The night opened with Stoppard as Andrew Davies '06 came walking through the auditorium looking for his seat. Davies, along with Joshua Louis Simon '07, played a theatre critic who became more than just an onlooker. The rest of the cast acted out on stage a stereotypical English murder mystery show, complete with a deceased body on stage behind them. The cast was hilariously over the top, lampooning the genre with hyper-melodrama and grand gestures. Rachel Boyarsky '06, who played Cynthia Muldoon, epitomized this with her grand gestures as three men fought over her.

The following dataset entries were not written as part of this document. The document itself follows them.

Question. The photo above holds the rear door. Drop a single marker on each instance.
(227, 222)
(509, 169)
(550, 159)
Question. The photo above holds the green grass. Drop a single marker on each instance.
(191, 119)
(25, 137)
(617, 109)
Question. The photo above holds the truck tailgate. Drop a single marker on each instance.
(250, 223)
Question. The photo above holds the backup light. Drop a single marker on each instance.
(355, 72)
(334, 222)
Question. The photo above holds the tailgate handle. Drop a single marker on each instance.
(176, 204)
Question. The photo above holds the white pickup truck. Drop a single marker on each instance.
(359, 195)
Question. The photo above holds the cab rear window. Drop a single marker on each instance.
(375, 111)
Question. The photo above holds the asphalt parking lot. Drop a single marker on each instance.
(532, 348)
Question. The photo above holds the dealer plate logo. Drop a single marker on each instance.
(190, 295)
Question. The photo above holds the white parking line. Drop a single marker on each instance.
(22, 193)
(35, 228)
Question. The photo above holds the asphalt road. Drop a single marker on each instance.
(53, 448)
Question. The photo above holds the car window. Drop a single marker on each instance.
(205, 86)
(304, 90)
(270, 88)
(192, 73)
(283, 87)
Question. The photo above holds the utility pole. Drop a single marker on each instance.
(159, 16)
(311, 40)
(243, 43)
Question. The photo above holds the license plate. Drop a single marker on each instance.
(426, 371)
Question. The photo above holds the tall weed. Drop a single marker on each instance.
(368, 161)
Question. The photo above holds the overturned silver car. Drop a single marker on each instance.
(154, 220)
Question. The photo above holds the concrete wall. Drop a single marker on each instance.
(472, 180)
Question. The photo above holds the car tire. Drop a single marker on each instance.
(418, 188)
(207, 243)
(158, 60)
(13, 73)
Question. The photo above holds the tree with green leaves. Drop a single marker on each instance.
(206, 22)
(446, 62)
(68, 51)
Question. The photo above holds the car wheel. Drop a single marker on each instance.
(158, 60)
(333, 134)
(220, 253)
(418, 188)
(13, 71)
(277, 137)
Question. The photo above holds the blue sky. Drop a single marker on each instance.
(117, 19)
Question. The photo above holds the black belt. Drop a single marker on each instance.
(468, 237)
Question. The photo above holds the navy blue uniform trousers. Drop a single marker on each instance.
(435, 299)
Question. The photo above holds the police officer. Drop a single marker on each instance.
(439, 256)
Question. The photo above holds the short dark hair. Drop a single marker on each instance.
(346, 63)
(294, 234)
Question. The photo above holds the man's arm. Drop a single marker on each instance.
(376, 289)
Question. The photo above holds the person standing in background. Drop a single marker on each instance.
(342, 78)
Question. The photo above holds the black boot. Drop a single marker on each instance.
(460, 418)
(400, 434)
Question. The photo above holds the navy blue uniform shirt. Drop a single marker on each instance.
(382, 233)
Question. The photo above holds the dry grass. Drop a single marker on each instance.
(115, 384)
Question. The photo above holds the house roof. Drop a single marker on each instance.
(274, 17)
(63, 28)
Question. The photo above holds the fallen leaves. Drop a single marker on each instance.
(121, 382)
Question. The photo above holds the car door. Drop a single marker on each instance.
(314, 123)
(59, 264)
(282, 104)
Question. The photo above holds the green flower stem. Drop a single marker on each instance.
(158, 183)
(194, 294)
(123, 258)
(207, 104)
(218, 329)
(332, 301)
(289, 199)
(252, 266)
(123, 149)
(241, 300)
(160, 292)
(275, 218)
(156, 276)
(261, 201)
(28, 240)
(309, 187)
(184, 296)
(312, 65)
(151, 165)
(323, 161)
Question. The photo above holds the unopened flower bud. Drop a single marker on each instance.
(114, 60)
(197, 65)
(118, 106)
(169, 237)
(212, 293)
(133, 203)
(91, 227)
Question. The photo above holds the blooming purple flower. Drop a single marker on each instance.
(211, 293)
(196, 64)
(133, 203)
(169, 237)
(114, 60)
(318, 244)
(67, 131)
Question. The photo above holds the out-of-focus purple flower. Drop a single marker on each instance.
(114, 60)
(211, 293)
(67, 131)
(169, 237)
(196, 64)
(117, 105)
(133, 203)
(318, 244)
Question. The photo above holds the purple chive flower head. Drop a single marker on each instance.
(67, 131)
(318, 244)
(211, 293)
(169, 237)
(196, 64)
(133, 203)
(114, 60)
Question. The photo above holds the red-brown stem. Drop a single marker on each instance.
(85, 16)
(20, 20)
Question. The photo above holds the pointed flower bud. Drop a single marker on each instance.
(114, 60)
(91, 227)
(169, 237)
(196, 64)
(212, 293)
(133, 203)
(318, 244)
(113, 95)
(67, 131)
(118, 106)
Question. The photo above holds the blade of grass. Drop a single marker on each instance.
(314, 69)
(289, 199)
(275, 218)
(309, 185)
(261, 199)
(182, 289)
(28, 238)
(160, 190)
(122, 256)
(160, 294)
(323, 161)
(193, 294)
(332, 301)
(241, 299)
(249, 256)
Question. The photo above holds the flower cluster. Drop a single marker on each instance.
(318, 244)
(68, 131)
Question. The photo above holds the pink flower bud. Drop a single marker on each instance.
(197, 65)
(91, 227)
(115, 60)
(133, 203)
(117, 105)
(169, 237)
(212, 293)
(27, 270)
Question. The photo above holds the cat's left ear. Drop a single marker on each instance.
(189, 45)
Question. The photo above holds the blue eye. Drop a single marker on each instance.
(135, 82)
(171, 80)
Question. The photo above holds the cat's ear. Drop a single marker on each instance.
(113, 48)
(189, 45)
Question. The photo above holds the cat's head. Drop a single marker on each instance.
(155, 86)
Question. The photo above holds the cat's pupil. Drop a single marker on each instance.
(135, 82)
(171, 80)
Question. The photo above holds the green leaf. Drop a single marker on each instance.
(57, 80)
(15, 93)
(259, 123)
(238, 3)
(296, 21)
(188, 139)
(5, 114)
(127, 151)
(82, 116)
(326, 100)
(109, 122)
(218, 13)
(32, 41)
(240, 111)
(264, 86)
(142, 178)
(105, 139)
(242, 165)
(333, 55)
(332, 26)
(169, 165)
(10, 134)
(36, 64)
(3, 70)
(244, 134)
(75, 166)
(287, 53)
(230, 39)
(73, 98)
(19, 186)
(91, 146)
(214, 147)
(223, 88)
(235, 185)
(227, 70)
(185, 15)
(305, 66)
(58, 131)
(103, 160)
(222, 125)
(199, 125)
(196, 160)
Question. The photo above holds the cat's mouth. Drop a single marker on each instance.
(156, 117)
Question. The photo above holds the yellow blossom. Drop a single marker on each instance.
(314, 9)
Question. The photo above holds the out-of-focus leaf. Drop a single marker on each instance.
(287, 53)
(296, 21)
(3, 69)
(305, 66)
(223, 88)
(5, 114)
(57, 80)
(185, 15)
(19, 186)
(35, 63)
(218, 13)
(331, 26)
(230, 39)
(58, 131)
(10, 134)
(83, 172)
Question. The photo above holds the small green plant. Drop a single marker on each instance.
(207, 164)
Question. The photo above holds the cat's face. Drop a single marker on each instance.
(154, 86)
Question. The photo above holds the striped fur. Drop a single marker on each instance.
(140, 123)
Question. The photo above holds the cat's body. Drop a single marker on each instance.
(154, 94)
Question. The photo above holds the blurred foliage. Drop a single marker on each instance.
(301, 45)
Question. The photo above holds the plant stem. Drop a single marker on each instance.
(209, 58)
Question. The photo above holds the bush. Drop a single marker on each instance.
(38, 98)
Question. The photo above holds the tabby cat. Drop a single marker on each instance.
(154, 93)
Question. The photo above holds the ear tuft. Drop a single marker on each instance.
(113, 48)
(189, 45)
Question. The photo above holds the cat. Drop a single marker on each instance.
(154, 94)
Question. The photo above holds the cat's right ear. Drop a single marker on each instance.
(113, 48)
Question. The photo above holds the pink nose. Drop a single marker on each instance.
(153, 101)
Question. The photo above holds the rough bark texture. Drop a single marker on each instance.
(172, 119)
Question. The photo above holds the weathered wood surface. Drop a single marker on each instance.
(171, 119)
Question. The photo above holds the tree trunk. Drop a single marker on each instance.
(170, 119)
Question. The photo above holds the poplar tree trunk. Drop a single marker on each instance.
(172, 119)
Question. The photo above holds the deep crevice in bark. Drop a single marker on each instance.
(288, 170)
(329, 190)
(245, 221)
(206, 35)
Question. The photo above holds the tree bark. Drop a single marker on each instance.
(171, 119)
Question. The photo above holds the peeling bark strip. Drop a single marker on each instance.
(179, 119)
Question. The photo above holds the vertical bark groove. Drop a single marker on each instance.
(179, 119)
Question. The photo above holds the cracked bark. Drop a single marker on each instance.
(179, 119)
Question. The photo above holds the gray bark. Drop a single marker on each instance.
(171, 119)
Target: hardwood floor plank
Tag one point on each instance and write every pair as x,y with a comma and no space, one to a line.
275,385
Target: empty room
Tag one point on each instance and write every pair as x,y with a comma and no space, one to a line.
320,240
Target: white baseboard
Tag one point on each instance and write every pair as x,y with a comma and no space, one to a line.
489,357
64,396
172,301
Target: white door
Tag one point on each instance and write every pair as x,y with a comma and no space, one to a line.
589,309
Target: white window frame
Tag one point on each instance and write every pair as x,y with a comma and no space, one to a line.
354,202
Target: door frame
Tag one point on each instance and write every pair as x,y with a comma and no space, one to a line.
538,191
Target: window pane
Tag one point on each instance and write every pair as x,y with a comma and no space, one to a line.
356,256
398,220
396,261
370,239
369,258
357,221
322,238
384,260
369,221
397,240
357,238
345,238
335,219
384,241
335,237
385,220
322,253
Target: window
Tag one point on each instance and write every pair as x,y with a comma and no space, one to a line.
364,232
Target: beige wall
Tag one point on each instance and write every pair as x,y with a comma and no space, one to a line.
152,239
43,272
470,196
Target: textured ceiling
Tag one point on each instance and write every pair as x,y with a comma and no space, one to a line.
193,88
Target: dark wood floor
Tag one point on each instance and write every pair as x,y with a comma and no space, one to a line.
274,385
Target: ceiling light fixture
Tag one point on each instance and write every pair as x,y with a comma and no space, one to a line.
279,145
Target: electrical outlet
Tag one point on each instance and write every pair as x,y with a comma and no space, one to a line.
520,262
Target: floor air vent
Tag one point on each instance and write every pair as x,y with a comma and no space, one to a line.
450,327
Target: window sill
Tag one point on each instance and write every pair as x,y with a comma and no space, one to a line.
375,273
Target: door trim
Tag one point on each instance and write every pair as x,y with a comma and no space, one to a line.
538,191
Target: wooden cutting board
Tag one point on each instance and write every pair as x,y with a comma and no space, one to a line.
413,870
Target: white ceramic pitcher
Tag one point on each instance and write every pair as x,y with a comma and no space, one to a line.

The first show left me in stitches. Stoppard's witty dialogue, which HTP showed can be very hard to deliver, and twisted endings kept the show very interesting. The pacing that director Sonia Gecker '06 used for the actors who were performing the show within the show was excellent. The script that read like a satirical Agatha Christie story was made all the more hysterical by the performers delivery.
Even the actors movements and blocking were funny. Rebecca Kotlicky '06, who has maybe a dozen lines in the entire show, was hilarious as she floated across the stage with broad sweeping motions.
While overall the first show was great, not enough attention was paid to the two actors playing the critics planted within the audience, who were both essential to the plot. They were overshadowed by the play they were watching and a lot of important plot information about Poteridge and the significance of the Real McCoy was lost in the side dialogue and monologues that they had.
Shaffer's Black Comedy was equally as funny. The show, which takes place during a lit blackout, is a comedic tour de force combining both witty dialogue and great physical comedy to fully engage the audience. The show centers on Brindsley Miller, played by David Klasko '07, who is trying to meet his fiancs father and sell his sculptures at the same time when there is a power failure.
Miller's night completely goes to hell when his ex-girlfriend Clea, played by the devastatingly beautiful Jessa Saidel '07, shows up to spoil his evening. The hysteria continues, as Miller has to get all of the furniture out of the flat and into that of his neighbor Harold Gorringe, played by Adam Curley '07.
The physical comedy in the show was utterly brilliant: Klasko falls down all the time, Kotlicky is drunk and delirious for a very large portion of the show, Simon's characters mannerisms are a cross between Yosemite Sam and Major Dad and Boyarsky is flitting around stage popping her voice. There is enough visual comedy that you don't even really need dialogue; all you have to do is watch them literally and figuratively trip over themselves.
The one aspect that bothered me about the show, (which there is nothing you can do about) is its running time. The show was very funny, but an hour and 45 minutes on top of an hour-long opening show makes for a three-hour night. That's fine in some cases, but with physical comedy the more concise the better. How many times can Klasko get screwed over in one evening? And while there were parts in the later scenes that were very funny-like Curley's response to the discovery that Klasko is not gay and Kotlicky's drunken monologue- they were all just expository dialogue. Their deletion could have shortened the play. Perhaps, in the West End of London audiences are more adept to handle three-hour shows, but I felt like I was watching Winters Tale by about 10:15 p.m.
Black Comedy was quite good and probably the best show the UTC has put on this semester. The show was just clean and very smoothly executed. The lights were crisp. The costumes worked. The sound was on time. The tech was good, and while the set was a little uninspired, That's not really important here. Sure there were a few little things-like no English man would care about the Chicago Blackhawks and Crown Royal is an amber color instead of clear-but overall the show was very clean.